Mr. Oliva’s troubles began after his now ex-wife, also an artist, was prevented from putting up a series of public installations critical of the government on International Human Rights Day in December.

In what is known on the island as an “act of repudiation,” a crowd of government supporters gathered outside Yamilia Perez Estrella’s home, yelling insults and preventing her from leaving.

The government insisted the demonstrations were spontaneous outpourings of patriotic indignation, though coordination with state security agents took place in plain sight.

In response, Mr. Oliva published a letter on the website of dissident blogger Yoani Sanchez, criticizing physical or psychological “violence” aimed at silencing unpopular opinions. He said his dealings with Ms. Sanchez, whom he met when she visited his workshop, marked him, as did his calls for political diversity on an island where the Communist Party is the only one allowed.

“The very act of saying I think there should be other parties in the country — that’s where the line was totally crossed, was ruptured,” Mr. Oliva said in an interview at his home studio.

Mr. Milanes has often tested the limits of what officials will swallow. In a 2008 interview with the Spanish newspaper, Publico, he suggested that Raul Castro is too old to run Cuba.

“I don’t trust in any Cuban official who is more than 75 years old,” he said.

Earlier this year, he told journalists in Florida that a dissident group has a right to protest.

“The most vile and cowardly thing is for a horde of supposed revolutionaries to ruthlessly attack [them],” Mr. Milanes wrote. This “does not mean I disagree with Fidel (Castro),” he added.

A column on state-run website, Cubadebate, chided Mr. Milanes for what it called his erratic opinions and speculated he was suffering a deep personal crisis. But officials have not moved to stop the international star from giving concert tours around the world.

Mr. Milanes, who has written odes to the comminist rebel Che Guevara, still clearly considers himself a socialist.

“My 53 years of revolutionary militancy give me the right, which very few exercise in Cuba, to express myself with the freedom that my principles require,” he said.

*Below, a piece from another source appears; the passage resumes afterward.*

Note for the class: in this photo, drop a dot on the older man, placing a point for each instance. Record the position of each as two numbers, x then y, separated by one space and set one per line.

Cuban media may have given a hint of one line not to cross when the newspaper, Trabajadores, published an interview with Mr. Rodriguez in which he urged a more democratic socialism, eased restrictions on travel, better environmental protection and less discrimination.

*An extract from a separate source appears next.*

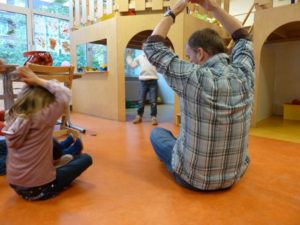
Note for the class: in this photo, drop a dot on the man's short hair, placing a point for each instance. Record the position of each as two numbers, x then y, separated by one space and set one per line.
209 40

The complete transcript later posted on Mr. Rodriguez’s blog showed Trabajadores had cut some of his more controversial sentiments, such as: “I hope if someone protests for something that we don’t agree with, we have enough dignity to respect their right to express themselves.”

Cuba has a deeply ingrained “fortress-under-siege” hostility to speech that might give ammunition to the enemy dating back to the struggle to break free from Spain in the 1890s, Mr. Lopez said.

That bunker mentality sharpened after the 1959 Cuban Revolution and the start of U.S. efforts to oust Fidel and Raul Castro. Officials often say the need to present a united front justifies the prohibition of a free local media on the island.

“Prevention of expressing certain views is not only tolerated but, I would say, supported by the general population” in a way that seems unfamiliar to Americans who cherish their First Amendment rights, Mr. Lopez said.

“I can’t think of a time in the United States when somebody came to me and said: ’You know what, this is true but he shouldn’t have said it.’ It’s very unusual.”

Fidel Castro expressed the principle in a 1961 warning to Cuba’s intellectual class that excessive criticism would not be tolerated.

“Within the revolution, everything; outside the revolution, nothing,” he said.

During “the five gray years” from 1971 to 1976, officials took a narrow view of “within the revolution.” Some artists and academics were fired from their jobs and hounded into exile. Free-thinking poet Heberto Padilla was denounced, arrested and forced to make a public apology for his thoughts, even after winning a major local literary award.

Since taking over the presidency, Raul Castro repeatedly has invited Cubans to debate his economic reforms and said people will not be punished for their opinions. The government says millions had their say during town-hall style meetings held across the island.